Sunday, April 15, 2012

Jay's Movie of the Week #15: Brainstorm (1983)

As an accomplished movie watcher, I can sometimes get surprised realizing that I haven't actually seen a movie I know a great deal about. Brainstorm is one of those. A bit of a flop, its fortunes were darkened by the death of Natalie Wood during the production. I also knew it was made in two aspect ratios, one being Super Panavision for the effects scenes. When I realized that was all I knew, I decided to get a copy and check it out.

I'm glad I did.

The story itself involves a team of scientists (Christopher Walken, Louise Fletcher, Natalie Wood among them) creating a device that perfectly captures sensory input and translates it for the subject. You can taste what the person on the other end is eating, feel what they touch, see what they see. When the device also proves to not only be dangerous, but also record emotions and memories, they're dismayed when the government steps in to exploit the device's potential as a weapon. The thrills come in when one when Dr. Brace discovers that the project was funded with brainwashing and torture in mind, and in his further quest to see the recording of one doctor's experience with death. Did the tape record the answers of what happens after?

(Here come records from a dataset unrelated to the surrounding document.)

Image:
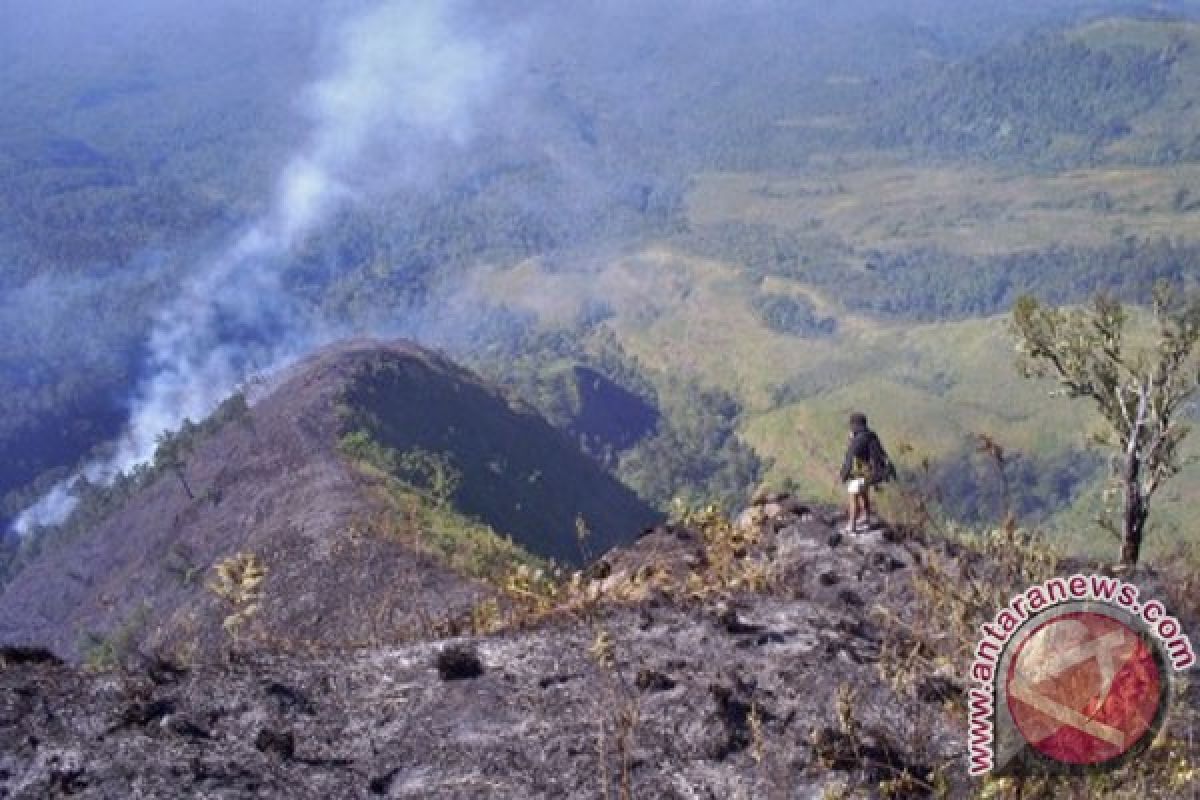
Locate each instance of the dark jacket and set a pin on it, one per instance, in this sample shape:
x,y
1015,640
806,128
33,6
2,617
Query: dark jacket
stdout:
x,y
861,453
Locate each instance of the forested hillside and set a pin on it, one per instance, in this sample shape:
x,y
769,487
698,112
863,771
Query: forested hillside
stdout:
x,y
838,193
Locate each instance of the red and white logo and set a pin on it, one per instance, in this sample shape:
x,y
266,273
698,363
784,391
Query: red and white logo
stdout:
x,y
1084,689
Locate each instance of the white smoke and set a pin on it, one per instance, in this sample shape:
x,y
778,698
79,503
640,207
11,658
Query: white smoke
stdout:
x,y
403,84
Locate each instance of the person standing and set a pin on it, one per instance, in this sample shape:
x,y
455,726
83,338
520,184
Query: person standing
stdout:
x,y
865,464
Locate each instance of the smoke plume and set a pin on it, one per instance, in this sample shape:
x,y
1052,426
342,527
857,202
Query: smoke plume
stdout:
x,y
403,86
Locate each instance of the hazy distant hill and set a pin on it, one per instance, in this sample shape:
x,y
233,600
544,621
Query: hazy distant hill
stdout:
x,y
351,552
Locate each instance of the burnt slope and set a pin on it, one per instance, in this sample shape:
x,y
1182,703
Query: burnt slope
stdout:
x,y
519,474
275,485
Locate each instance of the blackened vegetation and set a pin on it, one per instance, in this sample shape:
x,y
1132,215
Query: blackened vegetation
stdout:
x,y
459,661
519,474
97,501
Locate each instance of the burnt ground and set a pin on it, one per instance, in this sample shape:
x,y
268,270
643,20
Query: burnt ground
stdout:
x,y
275,485
731,696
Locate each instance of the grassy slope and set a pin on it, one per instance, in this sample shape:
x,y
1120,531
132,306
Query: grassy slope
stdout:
x,y
929,385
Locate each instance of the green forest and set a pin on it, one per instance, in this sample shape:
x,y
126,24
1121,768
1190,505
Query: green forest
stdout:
x,y
119,176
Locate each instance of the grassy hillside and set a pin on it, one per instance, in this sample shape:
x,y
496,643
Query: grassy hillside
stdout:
x,y
381,488
928,388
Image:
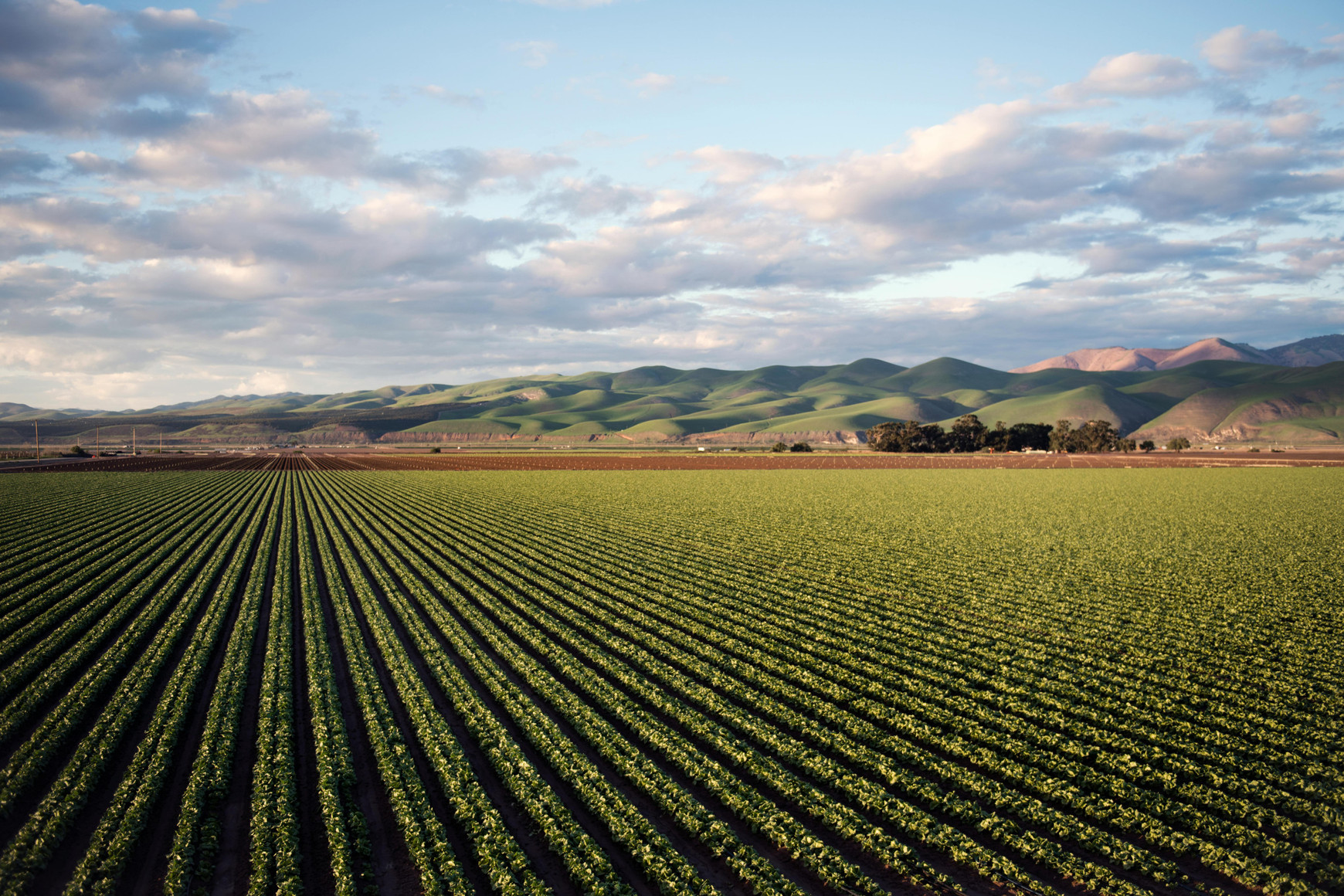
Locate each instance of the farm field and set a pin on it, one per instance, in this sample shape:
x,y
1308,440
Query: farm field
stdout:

I'd tell you more but I don't want to spoil things. Chances are if you weren't an adult when this made the cable-rounds in the mid-eighties you haven't seen it. Truly, though, this one is worth a watch. The story is a slow build, showing scientists actually doing that time-consuming task: science! (Along with the most realistic illustration of thinking through the process of hacking computers perhaps ever depicted in a movie.) You wind up engaged and invested in their progress, though you'll marvel at how quickly the get this rig down from an enormous, room-filling construct to something between headphones and horse blinders, then finally a glorified Bluetooth headset. (Wood's character whittles that thing down so fast she should be working for Apple.) When intrigue rolls in, you're hooked and ready to see what develops. Likewise, and perhaps it's the empathy Wood evokes, you're invested in watching Michael and Karen Brace work on their marriage. (Once you see the house you'll root for them sticking together...) It's not a forced storyline, and the awkward meetings of estranged spouses who work together is handled deftly. Even their boss, played by Cliff Robertson, is a dynamic, torn character... though he does rock some really awful riding boots.

First off, the cast is fantastic. Young Christopher Walken, before he fell fully into his shtick, is surprisingly normal and nuanced. Louise Fletcher, so under-served by not being a purdy young thing in Hollywood, is absolutely natural and proves again what an intelligent talent she has. As an aside, I recently re-watched Exorcist II: The Heretic, though I didn't have the heart to review it. She's absolutely the best thing about the film (upstaged only by Linda Blair's rack (itself creepily emphasized considering she was under 18 at the time)). Fletcher holds that movie together and is the only thing remotely resembling a human being in it... even if Gene Tusken is in many ways a sloppy and irresponsible doctor with total disregard for her patient's privacy. Her first crying scene is a bit hammy but she dominates a room with a steely glare and the best-wielded cigarette this side of a Bette Davis movie.

Natalie Wood is possibly the weakest of the three leads, but who knows what was left to film of her performance? She's still every bit a movie star, and a strong actress who exhibits naturalism, strength, and poise. Most noticeably, and refreshingly in retrospect, she looks like a 43 year old woman. Admittedly, a stunning one, but she's a botox-free lesson in expressiveness today's beauty queens should learn from. You wonder what her career had in store for her if she'd lived longer, and what a grande dame she might be at 74.

Secondly, the effects sequences stun. The aspect ratio keeps changing on the DVD and must have been more disorienting in the theater. Real life is a normal 35 mm 1.7:1 aspect ratio box. The virtual reality of the device comes at you in a screen-filling 2.2:1 70mm wow. The image is sharp and overwhelming, while the more "special" effects turn out to have aged well. The end is a bit... hokey, but on the whole this is definitely a watchable flick. The fashions date this film more than the tech or effects. Brainstorm is overshadowed by it's history, but definitely rewards a watch with it's virtues.